It takes 38.6 kJ of energy to vaporize 1.00 mol of ethanol (MW: 46.07 g/mol). What will be [tex]\Delta S_{\text{sys}}[/tex] for the vaporization of 5.0 g of ethanol at 79.0°C?

The question inquires about the change in entropy for the vaporization of 5.0 g of ethanol. This involves thermodynamics concepts in chemistry and calculations related to the heat of vaporization, number of moles, and absolute temperature. The result is 11.85 J/mol K.

Explanation:

The subject of your question is focused on calculating the change in entropy (ΔS_sys) which is a concept from Thermodynamics in Chemistry.
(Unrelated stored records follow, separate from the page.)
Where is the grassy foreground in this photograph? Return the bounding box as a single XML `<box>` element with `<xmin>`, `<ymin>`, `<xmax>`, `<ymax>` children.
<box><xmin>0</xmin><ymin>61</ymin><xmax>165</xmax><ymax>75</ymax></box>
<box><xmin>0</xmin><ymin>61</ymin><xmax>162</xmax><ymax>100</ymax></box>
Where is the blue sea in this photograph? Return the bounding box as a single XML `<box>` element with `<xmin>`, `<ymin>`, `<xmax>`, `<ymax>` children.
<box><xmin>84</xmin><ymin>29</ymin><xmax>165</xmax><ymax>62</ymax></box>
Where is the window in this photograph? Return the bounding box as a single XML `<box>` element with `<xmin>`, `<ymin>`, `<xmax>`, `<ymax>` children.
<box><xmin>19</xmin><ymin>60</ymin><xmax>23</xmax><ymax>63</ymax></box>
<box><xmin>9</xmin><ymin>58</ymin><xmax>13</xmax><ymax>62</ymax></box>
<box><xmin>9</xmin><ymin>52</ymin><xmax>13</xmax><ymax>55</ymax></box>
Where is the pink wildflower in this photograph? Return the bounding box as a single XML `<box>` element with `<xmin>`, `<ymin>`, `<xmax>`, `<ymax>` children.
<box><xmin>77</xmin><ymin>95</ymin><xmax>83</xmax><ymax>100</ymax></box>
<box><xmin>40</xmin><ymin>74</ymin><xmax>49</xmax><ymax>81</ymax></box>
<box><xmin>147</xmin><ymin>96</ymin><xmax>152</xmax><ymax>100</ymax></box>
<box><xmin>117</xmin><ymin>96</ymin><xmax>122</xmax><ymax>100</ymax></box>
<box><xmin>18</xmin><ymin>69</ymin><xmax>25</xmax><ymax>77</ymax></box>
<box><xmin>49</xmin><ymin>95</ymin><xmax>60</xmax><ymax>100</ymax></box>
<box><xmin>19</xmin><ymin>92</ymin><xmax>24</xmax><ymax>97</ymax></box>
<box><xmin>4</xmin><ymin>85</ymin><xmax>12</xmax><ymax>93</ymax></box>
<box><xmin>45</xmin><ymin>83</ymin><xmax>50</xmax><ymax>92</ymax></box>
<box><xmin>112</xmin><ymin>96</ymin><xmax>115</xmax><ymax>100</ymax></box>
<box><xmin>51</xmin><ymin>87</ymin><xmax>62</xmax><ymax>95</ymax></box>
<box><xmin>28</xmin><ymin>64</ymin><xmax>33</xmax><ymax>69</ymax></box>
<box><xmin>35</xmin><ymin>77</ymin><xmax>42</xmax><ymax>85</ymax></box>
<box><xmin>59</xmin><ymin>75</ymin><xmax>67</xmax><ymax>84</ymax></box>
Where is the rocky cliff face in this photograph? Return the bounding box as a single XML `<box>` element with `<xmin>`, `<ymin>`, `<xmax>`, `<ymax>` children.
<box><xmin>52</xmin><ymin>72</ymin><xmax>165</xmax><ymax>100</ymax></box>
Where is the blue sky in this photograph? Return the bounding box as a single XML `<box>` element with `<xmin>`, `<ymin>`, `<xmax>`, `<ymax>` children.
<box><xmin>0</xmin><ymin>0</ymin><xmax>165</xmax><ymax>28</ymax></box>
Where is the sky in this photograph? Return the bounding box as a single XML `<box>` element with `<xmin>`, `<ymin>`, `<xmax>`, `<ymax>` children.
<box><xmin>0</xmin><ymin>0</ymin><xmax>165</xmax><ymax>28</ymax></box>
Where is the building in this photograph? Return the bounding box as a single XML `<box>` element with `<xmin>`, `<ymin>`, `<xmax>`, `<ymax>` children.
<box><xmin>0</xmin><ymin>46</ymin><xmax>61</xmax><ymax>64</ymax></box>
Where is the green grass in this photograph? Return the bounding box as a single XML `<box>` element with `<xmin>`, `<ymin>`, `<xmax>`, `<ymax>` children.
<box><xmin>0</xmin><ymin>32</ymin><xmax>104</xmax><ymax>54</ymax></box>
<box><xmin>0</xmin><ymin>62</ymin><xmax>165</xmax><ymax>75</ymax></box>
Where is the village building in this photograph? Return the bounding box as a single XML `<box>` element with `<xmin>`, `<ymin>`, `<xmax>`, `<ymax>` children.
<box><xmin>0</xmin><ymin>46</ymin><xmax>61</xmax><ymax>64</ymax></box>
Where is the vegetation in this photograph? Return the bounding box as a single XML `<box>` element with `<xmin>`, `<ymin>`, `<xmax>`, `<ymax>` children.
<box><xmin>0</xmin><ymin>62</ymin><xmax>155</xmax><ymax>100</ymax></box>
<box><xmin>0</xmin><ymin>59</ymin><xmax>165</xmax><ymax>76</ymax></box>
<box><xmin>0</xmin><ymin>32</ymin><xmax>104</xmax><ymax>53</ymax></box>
We have the heat of the vaporization of ethanol as 38.6 kJ/mol. We first need to convert that to Joules by multiplying by 1000, which gives us 38600 J/mol.

Next, we need to find the number of moles in 5 g of ethanol. Using the molecular weight (MW) of ethanol (46.07 g/mol), we have 5 g / 46.07 g/mol = 0.108 mol.

Finally, we use the formula ΔS_sys = q_rev / T where q_rev is the heat transferred in the vaporization process and T is the absolute temperature. The heat transfer is calculated by multiplying the number of moles by the molar heat of vaporization, 0.108 mol * 38600 J/mol = 4168.8 J. Then, we convert the temperature to Kelvin by adding 273.15 to the celsius temperature, 79.0 °C + 273.15 = 352.15 K.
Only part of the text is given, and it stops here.